Author(s): Poorabbas A, Fallah F, Bagdadchi J, Mahdavi R, Aliasgarzadeh A, et al.


Background: Studies on the determination of carnitine levels and nutritional status in patients of type II diabetes.

Objective: We designed this study to determine changes of serum-free L-carnitine in type II diabetic women.

Design: A cross-sectional study (case-control study).

Setting: Clinical of Endocrinology and Metabolism, Sina Hospital, Pharmacological Research Center, Tabriz Medical university, Iran.

Patients and methods: Taking into account the importance of the control of diabetes, in the present case-control study, the levels of serum-free L-carnitine, blood glucose and lipids, systolic and diastolic blood pressure, body mass index (BMI) and nutritional status assessed in the case and control groups which were selected by the simple sampling method. The control group (n=18) included patients with no complications and the case group (n=33) was grouped into three subgroups including patients with retinopathy, hyperlipidemia and neuropathy.

Results: Study results indicated that the mean serum-free L-carnitine concentration in the case group was significantly lower than its mean concentration level in the control group, 39.63+/-8.99 vs 53.42+/-0.93 micromol/l, respectively (P<0.001). Serum-free L-carnitine in retinopathy, hyperlipidemia and neuropathy case subgroups were 39.03+/-9.89, 39.63+/-8.99 and 40.44+/-12.50 micromol/l, respectively (P>0.05).
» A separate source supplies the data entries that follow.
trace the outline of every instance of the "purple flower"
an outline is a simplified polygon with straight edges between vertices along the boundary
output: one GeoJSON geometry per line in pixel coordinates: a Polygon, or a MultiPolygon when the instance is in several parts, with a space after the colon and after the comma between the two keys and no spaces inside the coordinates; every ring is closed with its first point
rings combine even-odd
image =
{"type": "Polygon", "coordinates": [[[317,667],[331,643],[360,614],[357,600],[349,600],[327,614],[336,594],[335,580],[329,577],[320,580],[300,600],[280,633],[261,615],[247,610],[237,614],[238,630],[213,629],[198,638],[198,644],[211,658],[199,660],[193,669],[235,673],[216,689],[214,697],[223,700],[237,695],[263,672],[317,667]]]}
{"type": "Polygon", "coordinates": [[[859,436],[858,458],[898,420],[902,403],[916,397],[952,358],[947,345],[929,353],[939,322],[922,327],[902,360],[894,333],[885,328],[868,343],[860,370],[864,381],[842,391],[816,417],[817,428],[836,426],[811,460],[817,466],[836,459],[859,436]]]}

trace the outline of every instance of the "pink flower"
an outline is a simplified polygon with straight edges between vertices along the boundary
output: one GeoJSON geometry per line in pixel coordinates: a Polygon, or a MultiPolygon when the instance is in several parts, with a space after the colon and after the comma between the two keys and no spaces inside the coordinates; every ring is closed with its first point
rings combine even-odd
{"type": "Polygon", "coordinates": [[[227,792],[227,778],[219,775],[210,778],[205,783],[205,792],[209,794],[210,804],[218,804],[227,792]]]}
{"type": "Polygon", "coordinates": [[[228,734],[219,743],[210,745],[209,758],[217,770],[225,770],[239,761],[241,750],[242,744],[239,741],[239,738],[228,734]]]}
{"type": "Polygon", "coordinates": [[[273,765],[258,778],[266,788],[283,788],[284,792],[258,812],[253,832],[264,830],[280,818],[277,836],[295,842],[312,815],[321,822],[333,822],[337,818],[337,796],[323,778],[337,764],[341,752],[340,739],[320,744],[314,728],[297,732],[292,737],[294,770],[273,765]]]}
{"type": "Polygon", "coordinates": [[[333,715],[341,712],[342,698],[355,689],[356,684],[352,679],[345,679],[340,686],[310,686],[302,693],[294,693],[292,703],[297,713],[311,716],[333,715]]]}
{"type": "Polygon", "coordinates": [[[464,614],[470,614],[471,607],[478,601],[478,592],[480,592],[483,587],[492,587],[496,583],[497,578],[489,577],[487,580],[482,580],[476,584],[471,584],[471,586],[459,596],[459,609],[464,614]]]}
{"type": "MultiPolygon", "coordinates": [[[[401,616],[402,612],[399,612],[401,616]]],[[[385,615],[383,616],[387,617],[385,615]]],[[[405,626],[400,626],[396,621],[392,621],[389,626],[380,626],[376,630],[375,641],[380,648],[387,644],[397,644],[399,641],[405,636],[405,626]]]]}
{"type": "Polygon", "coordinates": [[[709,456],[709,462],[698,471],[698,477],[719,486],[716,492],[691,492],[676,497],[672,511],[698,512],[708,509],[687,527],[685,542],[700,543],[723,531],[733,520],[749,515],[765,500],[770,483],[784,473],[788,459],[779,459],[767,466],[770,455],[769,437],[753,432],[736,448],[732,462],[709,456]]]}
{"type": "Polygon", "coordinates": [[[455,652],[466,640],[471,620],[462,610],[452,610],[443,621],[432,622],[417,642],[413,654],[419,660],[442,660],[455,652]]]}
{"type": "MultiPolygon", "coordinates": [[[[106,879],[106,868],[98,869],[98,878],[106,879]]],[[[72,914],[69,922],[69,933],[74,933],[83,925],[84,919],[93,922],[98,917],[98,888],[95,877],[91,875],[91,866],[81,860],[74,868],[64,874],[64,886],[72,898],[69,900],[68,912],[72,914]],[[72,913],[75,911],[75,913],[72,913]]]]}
No significant difference was found between the serum-free carnitine levels of the case subgroups. The mean blood glucose, triglycerides, total cholesterol, low-density lipoprotein cholesterol, very low-density lipoprotein cholesterol levels and systolic and diastolic blood pressure were significantly higher in the case group than in the control group.

Conclusion: In this study, the mean serum-free L-carnitine levels in diabetic patients with complications was almost 25% lower than in diabetic patients with no complications. On the basis of the study results, carnitine supplementation in diabetic patients, especially in patients with diabetes complications, might be useful.